1. Known UnknownsDonald Rumsfeld 2003
    NR 7.0
    There is nothing random about the operation of a computer, except to the extent that cosmic rays and products of truly random radioactive decay might scramble memory. Yet computers appear to generate random events. Doesn't your phone shuffle your playlist? Yet, there is nothing random about the operation of the microprocessor on the phone. If your computer/phone/tablet starts to act in a truly random fashion it is time to get a new one.

    In the modern world we are surrounded by simulated randomness. One of the most important uses of computers in econometrics is to simulate randomness. What is meant by this is something quite specific. What is really important to simulate is independent sampling from a distribution. That is, computer algorithms have been developed to fake IID sampling.

  1. Probability and Random Variables: a Review
  2. A random experiment is a process leading to two or more possible outcomes, with uncertainty as to which outcome will occur. For example, rolling a die or flipping a coin are random experiments. If we list or describe every possible outcome that might occur in a random experiment we call that the sample space. To be complete, the sample space is not just the set of all outcomes; it also includes the probability that each outcome will appear in a random experiment. The easiest case is when each outcome is equally likely (like rolling a die or flipping a fair coin). But cases where outcomes are not equally likely are also easy to imagine.

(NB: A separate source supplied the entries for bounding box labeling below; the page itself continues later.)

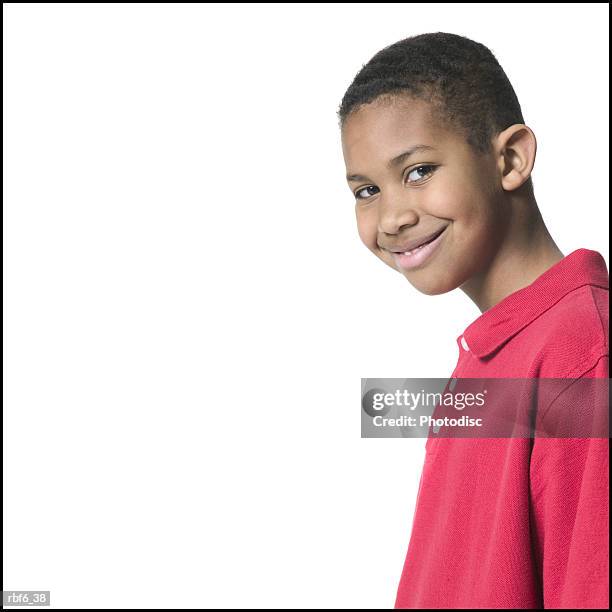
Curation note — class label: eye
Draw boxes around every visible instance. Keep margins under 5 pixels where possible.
[355,164,437,200]
[408,165,436,183]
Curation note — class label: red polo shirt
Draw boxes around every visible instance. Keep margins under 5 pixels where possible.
[395,249,609,609]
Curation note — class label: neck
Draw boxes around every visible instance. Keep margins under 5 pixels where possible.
[461,200,565,312]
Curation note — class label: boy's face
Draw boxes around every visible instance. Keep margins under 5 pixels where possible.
[342,97,509,295]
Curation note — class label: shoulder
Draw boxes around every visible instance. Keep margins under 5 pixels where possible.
[532,285,609,378]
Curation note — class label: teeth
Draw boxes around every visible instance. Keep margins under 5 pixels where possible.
[404,244,425,255]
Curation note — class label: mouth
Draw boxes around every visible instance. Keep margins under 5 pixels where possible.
[390,225,448,270]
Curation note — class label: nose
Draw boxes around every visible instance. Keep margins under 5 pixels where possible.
[378,197,419,235]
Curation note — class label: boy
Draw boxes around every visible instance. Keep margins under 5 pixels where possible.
[338,32,609,609]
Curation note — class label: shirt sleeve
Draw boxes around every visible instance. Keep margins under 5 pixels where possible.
[529,355,610,609]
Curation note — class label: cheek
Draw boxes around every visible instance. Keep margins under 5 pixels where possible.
[355,209,377,250]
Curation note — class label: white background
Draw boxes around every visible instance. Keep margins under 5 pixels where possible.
[3,3,608,608]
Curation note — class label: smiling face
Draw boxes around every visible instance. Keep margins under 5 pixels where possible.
[342,96,509,295]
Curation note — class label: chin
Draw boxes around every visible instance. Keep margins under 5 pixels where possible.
[406,277,458,295]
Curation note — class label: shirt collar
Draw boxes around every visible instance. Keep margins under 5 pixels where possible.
[457,249,608,358]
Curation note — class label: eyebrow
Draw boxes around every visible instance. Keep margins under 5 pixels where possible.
[346,144,436,183]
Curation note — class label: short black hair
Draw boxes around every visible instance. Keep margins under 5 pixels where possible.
[337,32,525,154]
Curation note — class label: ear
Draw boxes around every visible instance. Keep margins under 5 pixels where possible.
[495,123,538,191]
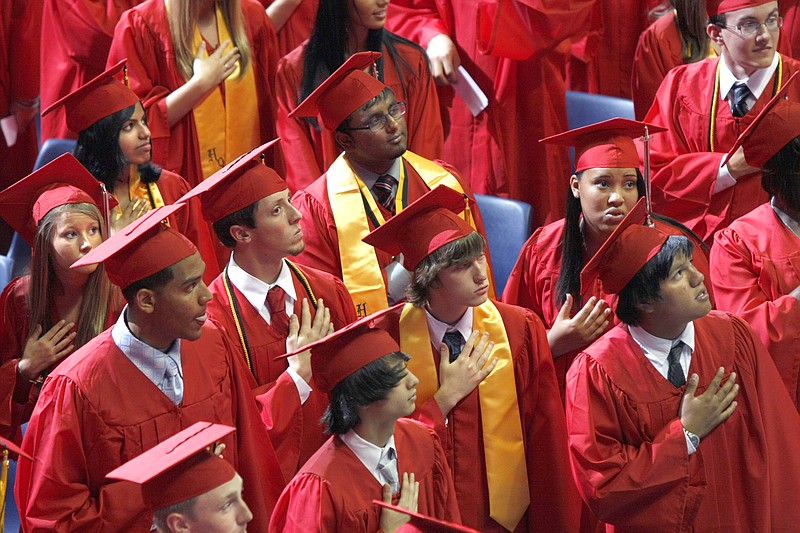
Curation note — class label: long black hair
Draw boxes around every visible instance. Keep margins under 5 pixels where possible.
[73,104,161,193]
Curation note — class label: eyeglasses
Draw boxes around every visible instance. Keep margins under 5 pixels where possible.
[342,102,408,133]
[719,15,783,37]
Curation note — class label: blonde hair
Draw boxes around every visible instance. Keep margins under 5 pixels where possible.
[169,0,253,80]
[27,203,112,349]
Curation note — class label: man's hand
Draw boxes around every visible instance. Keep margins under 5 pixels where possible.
[286,298,333,383]
[381,472,419,533]
[434,331,497,416]
[547,294,611,358]
[680,368,739,438]
[17,320,77,380]
[426,33,461,85]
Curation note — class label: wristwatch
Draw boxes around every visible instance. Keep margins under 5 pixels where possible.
[683,428,700,450]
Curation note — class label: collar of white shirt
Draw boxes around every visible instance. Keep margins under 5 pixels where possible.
[227,252,297,323]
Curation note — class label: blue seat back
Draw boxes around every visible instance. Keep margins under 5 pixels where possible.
[475,194,533,298]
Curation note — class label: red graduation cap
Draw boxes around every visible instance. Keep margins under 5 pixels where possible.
[106,422,236,510]
[0,154,117,245]
[71,203,197,289]
[42,59,139,132]
[539,118,667,172]
[706,0,775,17]
[581,198,669,294]
[363,185,475,270]
[289,52,386,131]
[178,137,288,222]
[372,500,479,533]
[722,72,800,168]
[0,437,36,461]
[276,303,404,392]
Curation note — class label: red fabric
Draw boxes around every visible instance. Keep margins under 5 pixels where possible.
[567,311,800,533]
[503,220,714,396]
[275,43,443,192]
[711,204,800,408]
[387,0,593,226]
[292,156,486,283]
[208,267,356,479]
[270,418,460,533]
[645,57,800,243]
[388,302,580,533]
[0,276,122,442]
[16,322,284,533]
[0,0,43,190]
[108,0,282,186]
[39,0,144,142]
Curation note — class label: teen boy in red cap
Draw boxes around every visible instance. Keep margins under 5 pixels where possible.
[567,203,800,533]
[645,0,800,244]
[365,186,580,532]
[16,203,284,532]
[184,141,356,479]
[270,310,460,533]
[290,52,484,317]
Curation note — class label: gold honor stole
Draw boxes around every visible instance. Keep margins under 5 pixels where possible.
[193,7,261,179]
[327,151,493,317]
[400,300,531,531]
[114,165,169,225]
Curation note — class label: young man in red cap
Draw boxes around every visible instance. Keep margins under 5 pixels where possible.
[290,52,484,316]
[645,0,800,244]
[270,310,460,533]
[16,203,284,531]
[184,141,356,479]
[567,203,800,533]
[365,186,580,532]
[711,75,800,409]
[106,422,253,533]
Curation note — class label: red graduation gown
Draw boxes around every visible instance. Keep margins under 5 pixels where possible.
[387,302,580,532]
[387,0,594,227]
[108,0,280,186]
[711,204,800,407]
[208,267,356,479]
[292,154,486,283]
[16,322,284,533]
[645,57,800,244]
[37,0,144,141]
[275,38,444,191]
[567,311,800,533]
[270,418,461,533]
[503,219,714,397]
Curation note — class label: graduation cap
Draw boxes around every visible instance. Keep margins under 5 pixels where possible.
[363,185,475,270]
[706,0,775,17]
[722,72,800,168]
[372,500,479,533]
[42,59,139,132]
[276,303,404,392]
[581,198,669,294]
[289,52,386,131]
[0,437,36,461]
[0,154,117,246]
[71,202,197,289]
[539,118,667,172]
[106,422,236,510]
[178,138,288,222]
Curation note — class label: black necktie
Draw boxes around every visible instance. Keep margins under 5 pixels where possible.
[442,331,464,363]
[667,341,686,387]
[730,81,751,117]
[372,174,397,213]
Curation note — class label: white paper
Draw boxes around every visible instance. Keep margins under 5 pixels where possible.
[453,65,489,117]
[0,115,19,147]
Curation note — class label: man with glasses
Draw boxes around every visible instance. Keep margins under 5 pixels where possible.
[645,0,800,243]
[287,52,485,317]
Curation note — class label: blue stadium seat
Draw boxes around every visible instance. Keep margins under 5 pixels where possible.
[475,194,533,298]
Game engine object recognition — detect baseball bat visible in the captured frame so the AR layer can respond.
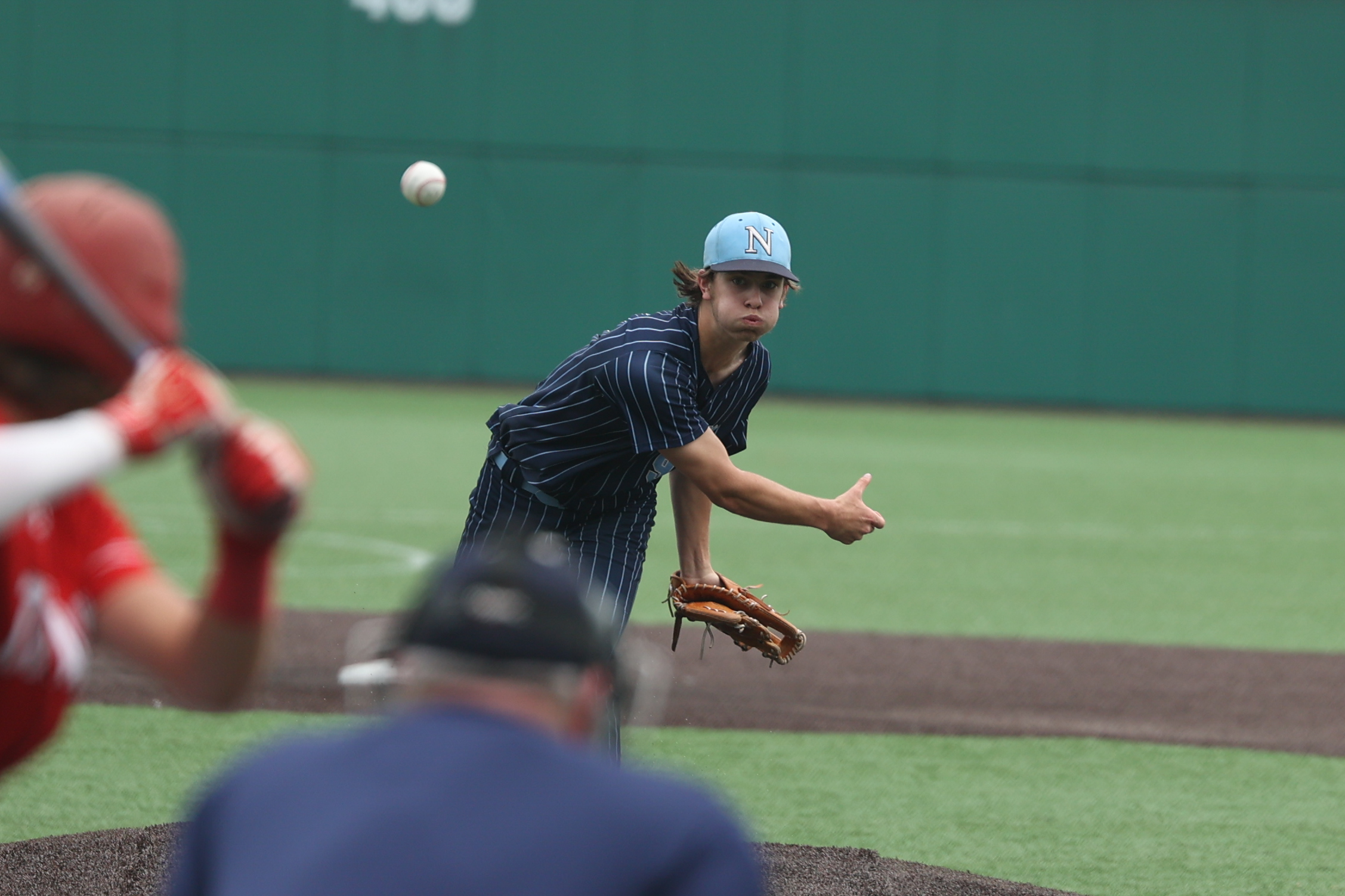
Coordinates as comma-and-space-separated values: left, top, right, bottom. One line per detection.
0, 154, 151, 361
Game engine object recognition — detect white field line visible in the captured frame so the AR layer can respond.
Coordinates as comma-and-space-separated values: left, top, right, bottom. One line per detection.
120, 504, 1345, 550
888, 520, 1345, 541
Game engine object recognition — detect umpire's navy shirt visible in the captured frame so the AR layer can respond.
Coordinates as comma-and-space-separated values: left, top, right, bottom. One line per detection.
169, 708, 761, 896
487, 305, 771, 503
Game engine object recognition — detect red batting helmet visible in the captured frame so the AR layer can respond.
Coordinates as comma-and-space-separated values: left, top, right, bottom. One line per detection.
0, 175, 181, 386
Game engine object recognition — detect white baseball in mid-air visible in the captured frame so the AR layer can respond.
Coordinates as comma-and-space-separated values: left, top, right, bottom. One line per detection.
402, 161, 448, 206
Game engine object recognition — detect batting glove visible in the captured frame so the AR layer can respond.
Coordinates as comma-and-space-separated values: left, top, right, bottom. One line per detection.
98, 348, 234, 457
192, 417, 312, 541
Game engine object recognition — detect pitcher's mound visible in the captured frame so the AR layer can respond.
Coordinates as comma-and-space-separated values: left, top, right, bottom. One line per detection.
0, 825, 1081, 896
757, 844, 1072, 896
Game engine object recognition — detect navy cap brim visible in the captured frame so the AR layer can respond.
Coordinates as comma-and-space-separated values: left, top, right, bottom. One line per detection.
709, 258, 799, 283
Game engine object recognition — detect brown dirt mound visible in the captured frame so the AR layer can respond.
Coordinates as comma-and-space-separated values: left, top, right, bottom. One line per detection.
0, 825, 180, 896
84, 611, 1345, 757
0, 825, 1081, 896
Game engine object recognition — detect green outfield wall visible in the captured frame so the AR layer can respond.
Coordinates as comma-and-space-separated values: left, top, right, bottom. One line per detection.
0, 0, 1345, 414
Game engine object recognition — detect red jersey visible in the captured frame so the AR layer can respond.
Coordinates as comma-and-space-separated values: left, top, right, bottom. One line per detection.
0, 488, 153, 771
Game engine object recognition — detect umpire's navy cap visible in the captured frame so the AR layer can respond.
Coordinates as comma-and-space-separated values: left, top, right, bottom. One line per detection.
401, 534, 613, 666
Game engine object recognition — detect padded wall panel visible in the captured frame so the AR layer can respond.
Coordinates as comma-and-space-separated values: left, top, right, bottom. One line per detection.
181, 0, 329, 136
23, 139, 178, 213
320, 153, 484, 377
0, 0, 32, 125
766, 173, 940, 395
1252, 0, 1345, 177
179, 148, 331, 371
28, 0, 179, 129
948, 0, 1099, 165
484, 0, 635, 147
1084, 187, 1241, 408
637, 0, 790, 159
936, 180, 1093, 402
1097, 0, 1251, 172
475, 160, 645, 379
631, 165, 785, 311
1245, 191, 1345, 414
331, 4, 484, 141
790, 0, 947, 159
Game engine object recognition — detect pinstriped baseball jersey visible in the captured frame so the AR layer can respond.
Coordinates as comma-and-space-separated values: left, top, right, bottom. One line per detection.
487, 305, 771, 503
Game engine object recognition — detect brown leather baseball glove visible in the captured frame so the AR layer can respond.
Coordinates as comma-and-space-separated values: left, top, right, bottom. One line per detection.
669, 572, 804, 665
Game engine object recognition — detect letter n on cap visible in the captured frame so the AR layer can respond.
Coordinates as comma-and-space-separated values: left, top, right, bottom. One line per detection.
743, 224, 775, 255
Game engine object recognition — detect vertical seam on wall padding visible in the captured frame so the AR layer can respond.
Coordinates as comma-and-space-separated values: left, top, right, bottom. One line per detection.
1077, 3, 1111, 402
1230, 3, 1261, 411
769, 0, 802, 235
923, 0, 956, 398
311, 3, 344, 372
19, 0, 36, 138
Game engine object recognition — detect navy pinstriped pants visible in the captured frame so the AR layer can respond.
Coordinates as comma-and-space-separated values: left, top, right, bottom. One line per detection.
457, 457, 658, 755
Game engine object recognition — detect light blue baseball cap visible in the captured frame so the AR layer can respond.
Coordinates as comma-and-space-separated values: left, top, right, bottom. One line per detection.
705, 211, 799, 283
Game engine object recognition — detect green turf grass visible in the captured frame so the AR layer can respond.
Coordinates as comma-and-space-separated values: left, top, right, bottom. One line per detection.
0, 705, 1345, 896
104, 380, 1345, 650
0, 704, 348, 842
627, 728, 1345, 896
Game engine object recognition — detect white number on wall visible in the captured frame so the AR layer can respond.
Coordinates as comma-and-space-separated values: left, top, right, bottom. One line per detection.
350, 0, 476, 26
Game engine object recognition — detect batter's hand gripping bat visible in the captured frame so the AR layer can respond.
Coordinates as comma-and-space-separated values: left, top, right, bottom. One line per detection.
0, 154, 151, 361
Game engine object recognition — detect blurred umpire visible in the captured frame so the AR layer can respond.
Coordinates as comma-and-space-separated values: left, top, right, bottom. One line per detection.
171, 535, 761, 896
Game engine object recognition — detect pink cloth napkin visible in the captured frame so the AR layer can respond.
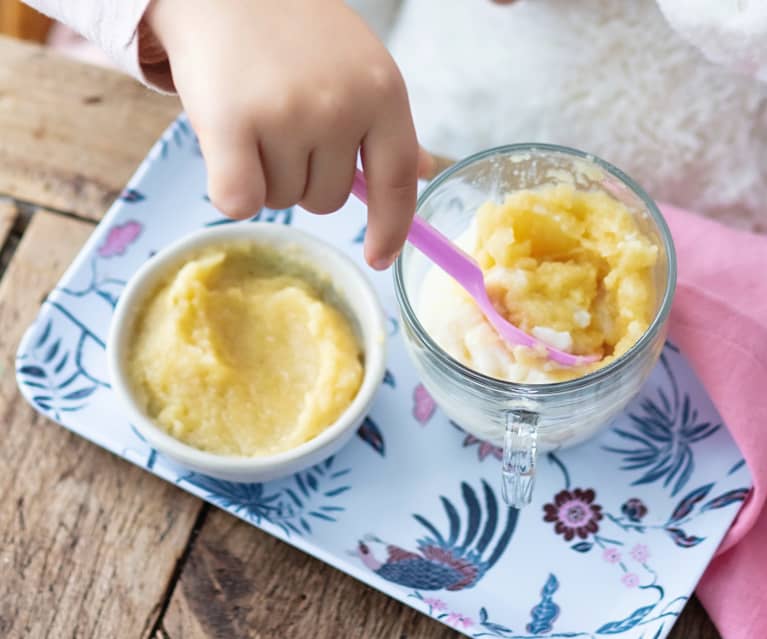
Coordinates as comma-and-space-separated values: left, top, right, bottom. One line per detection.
661, 206, 767, 639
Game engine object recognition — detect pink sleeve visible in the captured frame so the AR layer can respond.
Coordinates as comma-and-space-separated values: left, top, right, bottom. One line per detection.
658, 0, 767, 82
24, 0, 172, 90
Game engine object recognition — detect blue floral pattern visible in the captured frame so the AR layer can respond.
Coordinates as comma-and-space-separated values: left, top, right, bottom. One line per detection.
16, 117, 750, 639
178, 457, 351, 535
604, 347, 722, 496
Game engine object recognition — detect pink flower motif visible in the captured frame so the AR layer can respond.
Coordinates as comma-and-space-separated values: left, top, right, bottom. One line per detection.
423, 597, 447, 610
602, 548, 621, 564
621, 572, 639, 588
445, 612, 474, 628
413, 384, 437, 426
99, 220, 141, 257
631, 544, 650, 564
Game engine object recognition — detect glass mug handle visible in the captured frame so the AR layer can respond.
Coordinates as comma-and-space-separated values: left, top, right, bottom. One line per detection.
501, 402, 539, 508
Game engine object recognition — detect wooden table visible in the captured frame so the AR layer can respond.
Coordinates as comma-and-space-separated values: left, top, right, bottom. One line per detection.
0, 38, 719, 639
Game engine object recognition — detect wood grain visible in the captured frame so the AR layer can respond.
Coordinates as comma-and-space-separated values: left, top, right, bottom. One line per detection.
0, 37, 179, 219
0, 33, 719, 639
0, 200, 18, 250
0, 212, 201, 639
668, 597, 722, 639
160, 509, 460, 639
160, 509, 720, 639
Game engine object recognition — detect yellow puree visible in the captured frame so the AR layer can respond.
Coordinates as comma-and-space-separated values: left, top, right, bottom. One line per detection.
129, 244, 362, 456
427, 184, 658, 383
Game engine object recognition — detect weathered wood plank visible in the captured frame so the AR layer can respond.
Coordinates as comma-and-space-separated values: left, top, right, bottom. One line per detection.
0, 200, 18, 249
668, 597, 721, 639
154, 510, 460, 639
162, 510, 720, 639
0, 37, 179, 219
0, 212, 201, 639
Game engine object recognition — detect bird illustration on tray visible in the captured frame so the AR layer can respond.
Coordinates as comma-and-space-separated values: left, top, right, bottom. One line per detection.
356, 480, 519, 590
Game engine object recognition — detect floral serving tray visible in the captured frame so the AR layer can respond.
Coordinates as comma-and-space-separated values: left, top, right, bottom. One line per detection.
16, 116, 751, 639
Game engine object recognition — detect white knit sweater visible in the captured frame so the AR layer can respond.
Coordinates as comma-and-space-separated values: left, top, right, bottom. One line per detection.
30, 0, 767, 230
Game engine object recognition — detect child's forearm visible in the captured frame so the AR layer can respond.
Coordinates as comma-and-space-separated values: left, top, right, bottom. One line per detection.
24, 0, 172, 90
658, 0, 767, 82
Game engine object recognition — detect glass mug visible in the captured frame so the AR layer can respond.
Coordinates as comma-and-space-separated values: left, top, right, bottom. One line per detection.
394, 144, 676, 508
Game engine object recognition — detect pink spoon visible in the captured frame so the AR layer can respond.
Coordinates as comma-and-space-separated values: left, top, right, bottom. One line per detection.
352, 169, 599, 366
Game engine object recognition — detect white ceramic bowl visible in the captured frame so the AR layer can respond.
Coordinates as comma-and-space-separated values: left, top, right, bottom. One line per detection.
107, 223, 386, 482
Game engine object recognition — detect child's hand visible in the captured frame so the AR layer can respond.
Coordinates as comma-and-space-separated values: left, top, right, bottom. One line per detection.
145, 0, 419, 268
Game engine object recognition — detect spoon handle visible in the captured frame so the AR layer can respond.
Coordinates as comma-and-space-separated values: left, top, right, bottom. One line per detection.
352, 169, 485, 294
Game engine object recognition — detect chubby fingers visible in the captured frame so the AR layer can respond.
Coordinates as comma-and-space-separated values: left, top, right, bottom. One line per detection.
362, 70, 420, 270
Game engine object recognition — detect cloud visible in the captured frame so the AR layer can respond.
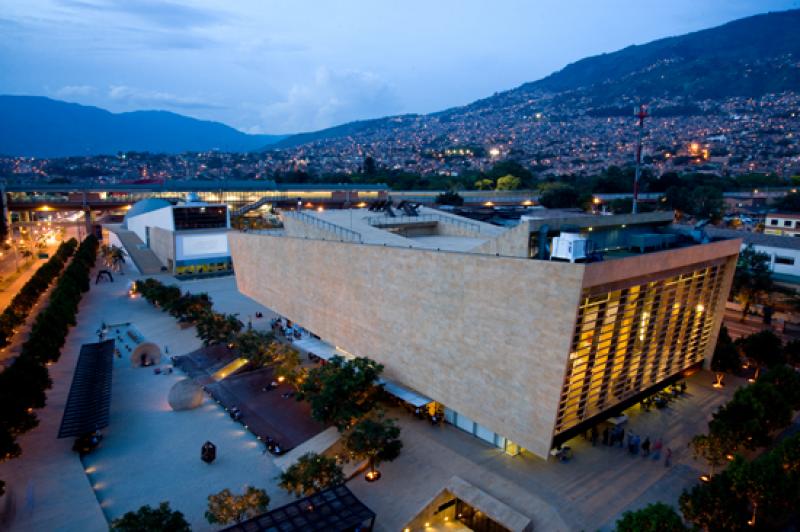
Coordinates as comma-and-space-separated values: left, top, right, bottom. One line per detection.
60, 0, 223, 30
261, 67, 400, 132
108, 85, 224, 110
55, 85, 97, 98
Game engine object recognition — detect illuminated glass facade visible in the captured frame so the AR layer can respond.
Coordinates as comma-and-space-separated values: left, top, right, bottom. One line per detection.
555, 260, 727, 434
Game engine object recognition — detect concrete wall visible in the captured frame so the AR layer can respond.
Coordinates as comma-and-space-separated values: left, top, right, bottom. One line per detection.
281, 215, 358, 240
150, 227, 175, 271
229, 233, 584, 456
175, 229, 230, 260
472, 220, 531, 258
125, 206, 175, 243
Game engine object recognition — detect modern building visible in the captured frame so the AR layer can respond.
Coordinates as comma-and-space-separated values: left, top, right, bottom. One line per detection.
764, 212, 800, 236
122, 196, 233, 277
229, 208, 741, 456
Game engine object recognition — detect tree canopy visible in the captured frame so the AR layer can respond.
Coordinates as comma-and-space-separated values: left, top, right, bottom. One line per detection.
205, 486, 269, 525
279, 453, 344, 497
297, 356, 383, 431
111, 502, 191, 532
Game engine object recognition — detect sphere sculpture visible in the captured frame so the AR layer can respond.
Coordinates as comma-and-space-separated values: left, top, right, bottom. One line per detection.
167, 379, 204, 410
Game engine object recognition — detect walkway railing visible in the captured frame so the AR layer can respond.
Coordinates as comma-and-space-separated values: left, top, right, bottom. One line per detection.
367, 214, 481, 233
281, 211, 362, 242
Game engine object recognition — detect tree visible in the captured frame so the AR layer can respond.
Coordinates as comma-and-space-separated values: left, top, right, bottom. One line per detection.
233, 329, 275, 368
731, 244, 772, 321
197, 311, 244, 346
206, 486, 269, 525
539, 182, 580, 209
111, 502, 191, 532
497, 174, 522, 190
689, 433, 729, 477
678, 472, 750, 530
711, 325, 742, 373
278, 453, 344, 497
615, 502, 689, 532
435, 190, 464, 207
344, 415, 403, 473
475, 178, 494, 190
297, 356, 383, 432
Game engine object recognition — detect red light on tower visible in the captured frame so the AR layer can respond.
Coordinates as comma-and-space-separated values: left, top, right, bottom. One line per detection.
632, 104, 648, 214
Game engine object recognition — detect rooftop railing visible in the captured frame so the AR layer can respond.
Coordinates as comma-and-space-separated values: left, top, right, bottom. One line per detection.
282, 211, 362, 242
367, 214, 481, 233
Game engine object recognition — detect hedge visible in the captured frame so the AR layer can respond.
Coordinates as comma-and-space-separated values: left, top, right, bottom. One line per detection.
0, 238, 78, 348
0, 235, 98, 462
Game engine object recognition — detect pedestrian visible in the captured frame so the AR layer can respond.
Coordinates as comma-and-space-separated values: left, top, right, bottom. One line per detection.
642, 436, 650, 458
653, 438, 664, 460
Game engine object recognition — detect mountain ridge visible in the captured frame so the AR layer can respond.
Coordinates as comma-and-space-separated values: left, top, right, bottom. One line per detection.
0, 95, 283, 157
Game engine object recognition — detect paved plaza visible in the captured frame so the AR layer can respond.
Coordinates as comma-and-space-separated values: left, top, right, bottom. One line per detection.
349, 371, 741, 531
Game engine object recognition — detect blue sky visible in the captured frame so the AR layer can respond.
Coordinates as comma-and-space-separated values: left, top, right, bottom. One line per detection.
0, 0, 800, 133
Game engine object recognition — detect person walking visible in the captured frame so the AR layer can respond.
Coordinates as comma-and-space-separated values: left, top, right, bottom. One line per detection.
653, 438, 664, 460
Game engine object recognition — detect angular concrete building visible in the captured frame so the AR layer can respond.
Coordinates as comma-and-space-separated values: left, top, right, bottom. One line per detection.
229, 209, 740, 456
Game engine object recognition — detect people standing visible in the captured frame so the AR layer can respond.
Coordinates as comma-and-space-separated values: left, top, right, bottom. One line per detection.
653, 438, 664, 460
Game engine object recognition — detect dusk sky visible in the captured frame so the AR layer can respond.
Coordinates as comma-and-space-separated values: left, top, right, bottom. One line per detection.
0, 0, 800, 133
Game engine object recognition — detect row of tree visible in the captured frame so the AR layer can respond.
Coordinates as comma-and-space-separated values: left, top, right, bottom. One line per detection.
279, 356, 403, 496
0, 235, 98, 496
616, 327, 800, 532
616, 434, 800, 532
0, 238, 78, 348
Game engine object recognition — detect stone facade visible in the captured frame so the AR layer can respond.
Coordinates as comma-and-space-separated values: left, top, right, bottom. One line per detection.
229, 233, 584, 455
229, 233, 739, 456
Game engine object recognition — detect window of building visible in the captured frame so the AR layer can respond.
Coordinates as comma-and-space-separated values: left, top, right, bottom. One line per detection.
556, 263, 725, 433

    In words, a random variable is a numerical value associated with the outcome of a random experiment. A way to visualize the random variable is as the column on the sheet of paper or the spreadsheet used to record values associated with an experiment. We distinguish between two types of random variables, discrete and continuous.

    Another useful way to think of a random variable is the collection of possible measurements. Once a random event happens the value of the random variable is realized. Based on its definition a random variable is neither random nor a variable. It is a deterministic function of something that is random (the outcome). What is random and variable is the realized value the random variable takes on in a particular experiment.

    A discrete random variable takes on only a finite number of different values with positive probability. That is, if $Y$ is discrete then $P(Y=y)\gt 0$ only if $y \in \{y^1,y^2,\dots,y^M\}$.

    A continuous random variable can take on any value in one or more intervals of the real line. A (pure) continuous random variable takes on no particular value with positive probability.

    The cumulative distribution function (cdf) $F(y)=Prob(Y\le y)$. of a random variable $Y$ is the probability that $Y$ is below a given value. We often use $F(y)$ to denote the cdf. We relate the cdf to probability as: $$F(y) \equiv Prob( Y\le y).\nonumber$$ We write $Y\quad \sim\quad F(y)$ to mean $Y$ is a random variable with cdf $F(y)$. The cdf is just a way to summarize how the probability of events determines the pattern of a thing we can measure from an experiment. There are other ways to summarize this information. One reason not to start with the cdf is that it is not really the way most people's brain would visualize uncertain outcomes. The reason to start with the cdf is that the definition is the same for discrete and continuous random variables. However, because of those technical issues we are trying to avoid, we have to make a slight distinction between kinds of random variables when talking about the more intuitive notion of probability or density function.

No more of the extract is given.